Suter and Parise are most definitely in, on the other hand, and will be relied upon heavily. In their first years in Minnesota, all they did was lead the league in ice time and the team in points respectively. Suter has played himself into front-running for the Norris Trophy, leading all defensemen in the West scoring as well with 4G and 28A. He’s also played over thirty minutes a night in three of his last four games out of necessity. That doesn’t figure to change much at all tonight or in this series, having his work cut out for him against whichever top-6 unit Coach Mike Yeo sends him out against. And as has been seen here in Chicago with Duncan Keith, no matter how willing the combatant or how well conditioned he might be, those minutes take their toll. Suter has been paired with wunderkind Jonas Brodin who has more than held his own in his first season in the show. Behind those two however, the Wild are fairly innocuous. Tom Gilbert, Clayton Stoner, Lollipop Guild Legacy Jared Spurgeon, and either Marco Scandella or Justin Falk will have their work more than cut out for them once the secondary and tertiary waves of Hawk forwards start crashing upon them.

Parise has played primarliy with Captain Mikko Koivu for the majority of the season at even strength, and the two of them have shown some nice chemistry. But with Koivu as the Wild’s top two-way center, it forces Yeo into a bit of a quandry. Kyle Brodziak is deployed in a defensive role, but has yet to show he can erase the other team’s top threats, as his -18 can attest to. Having him and Cal Clutterbuck shadow Toews, Hossa, and Saad would seem to be asking for trouble, even if it means getting Koivu and Parise minutes against the possession-challenged Patricks. The second line of Matt Cullen, Devin Setoguchi, and Jason Zucker, however, figures to slot in nicely against whomever they face, as Cullen can win draws with regularity, something Andrew Shaw and Marcus Kruger can’t do.

Veteran Nicklas Backstrom (the Finnish goalie one) will be entrusted with fending off the Hawks’ attack from the crease.
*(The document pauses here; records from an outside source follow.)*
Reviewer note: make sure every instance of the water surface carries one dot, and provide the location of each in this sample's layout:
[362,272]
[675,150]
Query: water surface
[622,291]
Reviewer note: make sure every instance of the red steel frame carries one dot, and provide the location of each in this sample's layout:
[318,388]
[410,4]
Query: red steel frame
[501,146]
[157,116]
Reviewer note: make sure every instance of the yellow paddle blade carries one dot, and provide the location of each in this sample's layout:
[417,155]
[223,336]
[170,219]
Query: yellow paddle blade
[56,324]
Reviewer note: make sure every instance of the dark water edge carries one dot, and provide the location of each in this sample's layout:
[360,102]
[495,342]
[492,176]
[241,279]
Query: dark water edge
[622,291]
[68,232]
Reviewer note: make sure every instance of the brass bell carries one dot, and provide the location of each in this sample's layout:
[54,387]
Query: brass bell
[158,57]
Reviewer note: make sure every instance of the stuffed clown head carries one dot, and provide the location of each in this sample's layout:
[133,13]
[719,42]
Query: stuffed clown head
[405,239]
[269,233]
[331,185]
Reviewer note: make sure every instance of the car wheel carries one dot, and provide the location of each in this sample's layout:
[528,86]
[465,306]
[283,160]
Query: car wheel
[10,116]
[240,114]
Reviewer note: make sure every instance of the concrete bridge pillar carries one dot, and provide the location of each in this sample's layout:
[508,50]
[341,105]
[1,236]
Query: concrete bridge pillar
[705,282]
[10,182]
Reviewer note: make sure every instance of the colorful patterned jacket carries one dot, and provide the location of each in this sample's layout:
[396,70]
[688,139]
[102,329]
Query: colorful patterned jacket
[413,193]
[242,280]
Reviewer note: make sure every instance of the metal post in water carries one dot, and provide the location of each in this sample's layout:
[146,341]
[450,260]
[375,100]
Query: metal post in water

And while he does have a Jennings trophy on his resume and is capable of stealing a game on his own, he’ll need to be much sharper than his recent outings, giving up a total of 16 goals in three outings since 4/18 to the Sharks, Flames, and Oilers, the last of which he gave up three goals on five shots at home in a game the Wild had to have.

As for our Men of Four Feathers, their quest begins tonight without Ray Emery and Dave Bolland. Despite the hew and cry from the public, Emery would have likely found himself starting off the series in a ballcap on the bench anyway, but instead that important job will be entrusted to Henrik Karlsson. Emery should be available by Game 3, but the hope is he won’t be necessary and Corey Crawford can erase some of the bad memories of soft goals from last spring against Phoenix.

As for Bolland, his absence might be felt more were he at all a factor (when he wasn’t a possession black hole) in the regular season, or if this were a series where matching up against the opposition would be necessary. Given the Hawks depth relative to the Wild, it would not be surprising in the least to see Quenneville roll his lines out in steady rotation and make playoff rookie Yeo match up with him. There aren’t a lot of permutations between the two teams where the individual line-to-line don’t favor the Hawks. About the one constant to look for would be to see the top pairing of Niklas Hjalmarsson and Duncan Keith out in support of whichever line is consistently seeing Koivu and Parise.

We’ve gone over it a bunch in the preview pieces, but it bears repeating here: the Wild simply do not have enough depth to win four of seven from the Hawks.  Even if Backstrom channels J.S. Giguere and Matt Cullen goes nuts in as soft of a matchup underbelly as the Wild are going to find, the Hawks would have to implode 5 on 5 up and down the roster, or sustain another devestating injury (knock on wood).

That said, none of this is a foregone conclusion. By all accounts in the press, the Hawks appear to be salivating at the opportunity to bury the last couple years and bury them deep. That can only be done with 16 victories, as that’s the standard they’ve set for themselves. Starting tonight, they still have 16 to go. Hopefully that number will be one fewer by night’s end. Let’s go Hawks.